Egypt participates in the West borders with Libya, southern Sudan, and North-East with Israel and the Gaza Strip, overlooking the Red Sea. Pass through the Suez Canal land separating the Asian part of the African part.
Most of Egypt's population is concentrated in the Nile Valley, particularly in Cairo that almost a quarter of the population, and Alexandria, and most of the remaining population lives in the Delta and the coastal Mediterranean, Red Sea, the Suez Canal, cities occupy these places a 40,000 square kilometres. While the majority of the Sahara are built-up area of the Republic. Most of the population in Egypt now urban quarter in Cairo.
Egypt is famous for its ancient civilization and some of the world's most famous landmarks, such as the Giza pyramids and Sphinx and effects like the old/existing in the city and good walkrnk and the Valley of the Kings, and great interest of archaeological studies, and display portions of these effects from these locations in major museums throughout the world.
Egypt possesses one of the most developed and diversified economies in the Middle East, with sectors such as tourism, agriculture, industry, services and production levels are almost equal. The Egyptian economy is growing rapidly, due to legislation aimed at attracting investment, with the addition of internal political stability and alongside modern commerce

"What is it with African leaders, and cling, stick to always power.

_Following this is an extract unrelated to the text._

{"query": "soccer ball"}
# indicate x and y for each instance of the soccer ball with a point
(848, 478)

Give others a chance please, are you la youmal from the same post for more
:?: :?: :?: :?: :?: :?: :?: :?: :?: :?: :?: :?: :?: :?: :?: :?: :?: :?: :?: :?: :?: :?: :?: :?: :?: :?: :?: :?: :?: :?: :?: :?:
 
A teacher noticed that a little boy at the back of the class was
squirming around, scratching his crotch, and not paying attention. She
went back to find out what was going on. He was quite embarrassed and
whispered that he had just recently been circumcised and he was quite
itchy.
The teacher told him to go down to the principal's office. He was to
telephone his mother and ask her what he should do about it. He did it
and returned to his class. Suddenly, there was a commotion at the back
of the room She went back to investigate only to find him sitting at
his desk with his penis hanging out.


'I thought I told you to call your mom!' she said. 'I did,' he said,
'And she told me that if I could stick it out till noon, she'd come
and pick me up from school.'
 
I was sent a joke this morning but I'm afraid I can't repeat it here, it's most definitely racist, it involved Pork, and believe it or not was actually sent to me by a Muslim.